Muitos economistas brasileiros consideram a taxa de câmbio o principal obstáculo ao crescimento. Esse não é um fator a ser levado em conta?
Sim, mas a taxa de câmbio é um reflexo da situação econômica. O motivo pelo qual a taxa de câmbio chinesa é competitiva é que a China possui uma taxa de poupança elevada. No Brasil, o câmbio é um sintoma da síndrome do baixo nível de poupança. Ninguém se livra da febre quebrando o termômetro. É preciso lidar com os obstáculos primeiro.

Dez anos atrás, quando o senhor era economista-chefe do Banco Interamericano de Desenvolvimento (BID), foi bastante criticado no Brasil por ter sugerido que o país seguisse o antigo modelo argentino de paridade com o dólar. O senhor mudou de idéia?
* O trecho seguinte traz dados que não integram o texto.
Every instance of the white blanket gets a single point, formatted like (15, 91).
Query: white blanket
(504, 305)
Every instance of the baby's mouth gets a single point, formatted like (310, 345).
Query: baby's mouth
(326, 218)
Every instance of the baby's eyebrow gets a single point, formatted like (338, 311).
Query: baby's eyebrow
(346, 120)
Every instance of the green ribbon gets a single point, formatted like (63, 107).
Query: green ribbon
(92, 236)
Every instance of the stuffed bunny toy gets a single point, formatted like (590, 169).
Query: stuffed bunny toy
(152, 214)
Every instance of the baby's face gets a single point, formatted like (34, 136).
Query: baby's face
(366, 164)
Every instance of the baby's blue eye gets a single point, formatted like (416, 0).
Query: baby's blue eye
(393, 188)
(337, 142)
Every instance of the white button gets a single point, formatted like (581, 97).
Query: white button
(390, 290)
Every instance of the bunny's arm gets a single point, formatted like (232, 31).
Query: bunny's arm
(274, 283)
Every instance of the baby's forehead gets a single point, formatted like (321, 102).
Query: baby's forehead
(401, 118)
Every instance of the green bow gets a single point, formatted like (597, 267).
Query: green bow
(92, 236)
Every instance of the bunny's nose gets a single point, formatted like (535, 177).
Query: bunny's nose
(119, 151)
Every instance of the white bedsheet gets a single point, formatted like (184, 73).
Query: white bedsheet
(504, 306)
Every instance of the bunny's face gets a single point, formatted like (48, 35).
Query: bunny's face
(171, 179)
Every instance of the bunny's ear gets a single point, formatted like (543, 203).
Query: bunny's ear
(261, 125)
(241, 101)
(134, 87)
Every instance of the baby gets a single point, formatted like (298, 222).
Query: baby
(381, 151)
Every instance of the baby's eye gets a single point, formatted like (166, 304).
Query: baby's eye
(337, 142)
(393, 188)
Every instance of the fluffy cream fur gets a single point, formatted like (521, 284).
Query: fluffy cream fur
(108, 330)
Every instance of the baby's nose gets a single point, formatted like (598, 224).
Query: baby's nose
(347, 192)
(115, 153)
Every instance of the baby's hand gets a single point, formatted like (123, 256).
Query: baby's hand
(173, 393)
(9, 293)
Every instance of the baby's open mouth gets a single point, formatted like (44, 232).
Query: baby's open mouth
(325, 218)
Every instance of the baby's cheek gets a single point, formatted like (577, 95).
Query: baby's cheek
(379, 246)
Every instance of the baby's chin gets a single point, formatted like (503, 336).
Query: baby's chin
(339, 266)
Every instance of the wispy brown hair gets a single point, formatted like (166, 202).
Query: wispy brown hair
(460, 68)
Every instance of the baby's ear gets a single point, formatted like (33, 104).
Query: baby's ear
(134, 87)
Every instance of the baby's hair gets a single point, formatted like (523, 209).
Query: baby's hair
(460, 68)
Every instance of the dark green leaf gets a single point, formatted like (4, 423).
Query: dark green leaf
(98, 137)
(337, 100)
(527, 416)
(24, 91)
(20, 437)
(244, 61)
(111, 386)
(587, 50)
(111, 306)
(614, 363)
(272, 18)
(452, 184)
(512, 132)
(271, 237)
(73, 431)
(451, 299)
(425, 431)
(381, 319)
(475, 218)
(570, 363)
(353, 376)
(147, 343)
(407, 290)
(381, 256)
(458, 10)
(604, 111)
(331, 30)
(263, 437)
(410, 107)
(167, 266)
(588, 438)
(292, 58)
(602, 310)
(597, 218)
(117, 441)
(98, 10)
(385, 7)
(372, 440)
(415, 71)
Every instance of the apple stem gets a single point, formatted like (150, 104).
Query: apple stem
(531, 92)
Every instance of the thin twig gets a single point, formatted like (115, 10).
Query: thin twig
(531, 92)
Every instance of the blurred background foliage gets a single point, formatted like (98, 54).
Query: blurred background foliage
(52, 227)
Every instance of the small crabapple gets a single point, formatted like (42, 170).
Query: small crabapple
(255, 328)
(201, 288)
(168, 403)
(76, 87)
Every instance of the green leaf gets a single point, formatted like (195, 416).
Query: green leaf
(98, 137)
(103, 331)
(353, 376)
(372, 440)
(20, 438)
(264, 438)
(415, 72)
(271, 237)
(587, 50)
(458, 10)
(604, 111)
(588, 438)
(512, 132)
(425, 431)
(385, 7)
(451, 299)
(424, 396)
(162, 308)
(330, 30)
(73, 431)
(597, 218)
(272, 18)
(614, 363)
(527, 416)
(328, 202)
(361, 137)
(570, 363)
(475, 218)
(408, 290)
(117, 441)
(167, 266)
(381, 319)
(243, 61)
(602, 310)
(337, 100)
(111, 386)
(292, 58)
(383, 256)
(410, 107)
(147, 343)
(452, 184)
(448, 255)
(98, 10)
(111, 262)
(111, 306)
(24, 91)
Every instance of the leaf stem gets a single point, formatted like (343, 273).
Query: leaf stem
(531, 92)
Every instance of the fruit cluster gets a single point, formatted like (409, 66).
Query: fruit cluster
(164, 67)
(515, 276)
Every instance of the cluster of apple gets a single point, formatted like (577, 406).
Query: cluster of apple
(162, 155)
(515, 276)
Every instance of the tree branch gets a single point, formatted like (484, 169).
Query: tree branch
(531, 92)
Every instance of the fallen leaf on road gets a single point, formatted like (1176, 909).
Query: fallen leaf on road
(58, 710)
De fato, eu imaginava que, para um país com baixa credibilidade internacional, seria melhor dolarizar sua economia ou seguir uma paridade cambial com o dólar. Mas mudei de opinião sobre o assunto. Isso funcionaria naquela circunstância apenas para economias pequenas, sem grande volatilidade cambial. A moeda brasileira, ao contrário, oscilava fortemente. Mas esse debate está superado. Olhe só o caso brasileiro. O país é hoje credor em dólares e está livre do chamado "pecado original", ou seja, a impossibilidade de tomar dinheiro emprestado no exterior emitindo títulos em sua própria moeda. O Brasil avançou muito. Passou de devedor a credor externo e conquistou o grau de investimento. O pecado, agora, seria não poupar a riqueza do petróleo.